By attaching an antibody-based structure designed to recognize specific cancer cells directly to a T-cell receptor, Esh-Har produced custom-modified cells, dubbed T-bodies, which are effective in both finding and killing cancer cells.

Getting T-bodies into the bone to treat metastasized cancer was more difficult, though. Cancer in such cases is likely to be spread throughout the bone, to hard-to -reach places. When Esh-Har’s research team first injected T-bodies into immuno-deficient mice in whose leg bones human prostate cancer had developed, they saw no real improvement. This indicated to them that the cells were not getting to the cancer in significant enough quantities to have an effect.

The Weizmann team addressed the problem by “preconditioning” the mice, using one of two strategies already in use in some forms of cancer therapy: low doses of radiation or a specific chemotherapy drug.
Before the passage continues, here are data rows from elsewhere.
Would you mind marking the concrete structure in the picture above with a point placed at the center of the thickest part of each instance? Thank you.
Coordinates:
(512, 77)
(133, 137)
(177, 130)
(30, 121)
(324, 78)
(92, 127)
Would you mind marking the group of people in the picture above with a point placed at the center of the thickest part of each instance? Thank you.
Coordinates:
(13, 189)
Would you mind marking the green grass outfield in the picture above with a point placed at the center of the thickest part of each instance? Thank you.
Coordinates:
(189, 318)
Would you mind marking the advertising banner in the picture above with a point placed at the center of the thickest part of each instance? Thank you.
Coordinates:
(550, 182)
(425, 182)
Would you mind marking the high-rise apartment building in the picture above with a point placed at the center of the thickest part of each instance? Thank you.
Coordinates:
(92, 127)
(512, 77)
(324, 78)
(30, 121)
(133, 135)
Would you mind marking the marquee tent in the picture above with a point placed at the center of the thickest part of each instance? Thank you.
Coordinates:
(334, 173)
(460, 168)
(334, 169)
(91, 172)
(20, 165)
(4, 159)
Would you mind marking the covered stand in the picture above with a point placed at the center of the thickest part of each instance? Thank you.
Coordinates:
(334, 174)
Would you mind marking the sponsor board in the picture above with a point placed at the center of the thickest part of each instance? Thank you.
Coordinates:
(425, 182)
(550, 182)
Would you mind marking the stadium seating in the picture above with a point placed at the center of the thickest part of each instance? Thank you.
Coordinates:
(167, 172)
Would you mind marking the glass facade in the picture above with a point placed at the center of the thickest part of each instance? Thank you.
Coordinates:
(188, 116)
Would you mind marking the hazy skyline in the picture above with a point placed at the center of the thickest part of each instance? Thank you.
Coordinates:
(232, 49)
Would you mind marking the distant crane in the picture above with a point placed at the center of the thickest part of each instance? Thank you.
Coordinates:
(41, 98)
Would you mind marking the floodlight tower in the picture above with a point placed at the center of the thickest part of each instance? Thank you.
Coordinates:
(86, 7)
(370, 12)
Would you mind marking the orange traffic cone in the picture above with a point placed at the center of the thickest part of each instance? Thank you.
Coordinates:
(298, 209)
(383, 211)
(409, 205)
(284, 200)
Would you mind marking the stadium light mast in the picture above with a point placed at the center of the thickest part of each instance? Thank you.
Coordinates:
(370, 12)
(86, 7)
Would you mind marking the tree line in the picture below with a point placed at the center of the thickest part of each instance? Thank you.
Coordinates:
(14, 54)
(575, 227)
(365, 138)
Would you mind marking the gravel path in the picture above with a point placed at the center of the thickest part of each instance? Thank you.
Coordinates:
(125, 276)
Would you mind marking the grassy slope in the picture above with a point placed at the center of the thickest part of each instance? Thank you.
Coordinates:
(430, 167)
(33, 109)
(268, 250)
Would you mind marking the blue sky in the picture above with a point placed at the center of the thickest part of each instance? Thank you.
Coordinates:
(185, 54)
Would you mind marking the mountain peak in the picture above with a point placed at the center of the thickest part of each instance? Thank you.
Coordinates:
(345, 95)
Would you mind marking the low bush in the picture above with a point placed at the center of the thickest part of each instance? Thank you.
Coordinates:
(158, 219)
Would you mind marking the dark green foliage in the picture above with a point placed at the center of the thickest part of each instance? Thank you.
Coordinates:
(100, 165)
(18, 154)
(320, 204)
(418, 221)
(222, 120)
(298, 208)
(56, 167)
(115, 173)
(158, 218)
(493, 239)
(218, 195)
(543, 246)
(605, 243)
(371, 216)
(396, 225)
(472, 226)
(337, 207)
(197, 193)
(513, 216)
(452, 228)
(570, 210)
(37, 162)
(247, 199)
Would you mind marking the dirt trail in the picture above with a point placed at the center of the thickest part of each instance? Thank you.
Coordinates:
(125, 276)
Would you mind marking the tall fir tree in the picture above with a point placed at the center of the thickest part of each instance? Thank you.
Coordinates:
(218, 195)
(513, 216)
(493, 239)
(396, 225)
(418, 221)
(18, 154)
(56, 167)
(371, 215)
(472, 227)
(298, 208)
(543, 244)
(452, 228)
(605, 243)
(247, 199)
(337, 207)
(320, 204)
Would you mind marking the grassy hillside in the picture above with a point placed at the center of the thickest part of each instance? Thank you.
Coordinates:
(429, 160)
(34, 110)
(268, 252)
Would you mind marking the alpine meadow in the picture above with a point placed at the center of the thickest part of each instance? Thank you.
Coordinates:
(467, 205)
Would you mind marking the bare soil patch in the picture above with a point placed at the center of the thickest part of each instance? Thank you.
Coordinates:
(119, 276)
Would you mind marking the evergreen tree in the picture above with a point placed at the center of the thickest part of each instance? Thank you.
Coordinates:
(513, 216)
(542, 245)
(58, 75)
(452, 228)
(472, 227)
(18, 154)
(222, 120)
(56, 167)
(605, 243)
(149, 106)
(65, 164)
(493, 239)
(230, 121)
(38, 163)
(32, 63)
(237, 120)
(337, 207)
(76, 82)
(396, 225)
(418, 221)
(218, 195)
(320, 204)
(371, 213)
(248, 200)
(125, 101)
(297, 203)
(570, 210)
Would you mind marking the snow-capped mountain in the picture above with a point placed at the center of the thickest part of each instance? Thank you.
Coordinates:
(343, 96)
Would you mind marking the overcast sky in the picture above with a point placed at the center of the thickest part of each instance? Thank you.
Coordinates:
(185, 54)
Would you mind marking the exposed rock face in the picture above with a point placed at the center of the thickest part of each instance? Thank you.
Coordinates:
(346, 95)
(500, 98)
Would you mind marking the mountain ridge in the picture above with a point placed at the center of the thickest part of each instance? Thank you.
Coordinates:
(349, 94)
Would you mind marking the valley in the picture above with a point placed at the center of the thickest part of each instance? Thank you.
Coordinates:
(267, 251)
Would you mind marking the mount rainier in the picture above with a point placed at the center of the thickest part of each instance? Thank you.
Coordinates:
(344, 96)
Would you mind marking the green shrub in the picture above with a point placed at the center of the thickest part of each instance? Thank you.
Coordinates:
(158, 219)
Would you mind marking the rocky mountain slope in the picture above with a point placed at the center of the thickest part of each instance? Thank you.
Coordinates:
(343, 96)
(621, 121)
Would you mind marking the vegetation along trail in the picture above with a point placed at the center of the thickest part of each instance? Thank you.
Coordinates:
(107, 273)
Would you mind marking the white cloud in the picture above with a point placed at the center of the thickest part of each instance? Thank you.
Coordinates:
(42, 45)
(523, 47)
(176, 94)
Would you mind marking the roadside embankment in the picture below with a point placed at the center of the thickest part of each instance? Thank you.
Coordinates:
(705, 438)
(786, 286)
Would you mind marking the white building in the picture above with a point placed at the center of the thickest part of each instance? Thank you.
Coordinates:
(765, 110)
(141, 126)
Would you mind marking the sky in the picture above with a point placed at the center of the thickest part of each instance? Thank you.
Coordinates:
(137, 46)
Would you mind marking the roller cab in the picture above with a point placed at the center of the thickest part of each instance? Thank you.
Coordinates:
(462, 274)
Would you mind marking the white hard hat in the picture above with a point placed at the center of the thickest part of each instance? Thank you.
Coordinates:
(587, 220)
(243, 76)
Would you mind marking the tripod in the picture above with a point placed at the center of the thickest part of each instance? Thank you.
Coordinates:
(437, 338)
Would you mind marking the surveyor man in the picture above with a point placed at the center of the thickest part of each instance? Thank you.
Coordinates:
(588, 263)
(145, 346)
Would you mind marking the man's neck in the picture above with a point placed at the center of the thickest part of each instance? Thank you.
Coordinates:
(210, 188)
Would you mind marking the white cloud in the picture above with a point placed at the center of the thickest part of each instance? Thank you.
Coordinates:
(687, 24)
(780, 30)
Both treatments cause some disruption in the bone marrow, the intended target of the T-bodies. In response, the bone marrow sends out a chemical distress signal to the immune system. This signal not only alerts immune cells such as T-cells to the danger, but assists them in homing in on the problem area and in passing through barriers that might otherwise prevent them from getting into the bone marrow tissue.

Mice treated with either therapy 24 hours prior to being injected with T-bodies showed a significant drop in the tumor marker, PSA (an indicator of cancer levels), a reduction in the tumor load and prolonged survival. Because the method holds promise for treating disseminated cancers that are resistant to other forms of therapy, Esh-Har hopes to move it into clinical trials in the near future.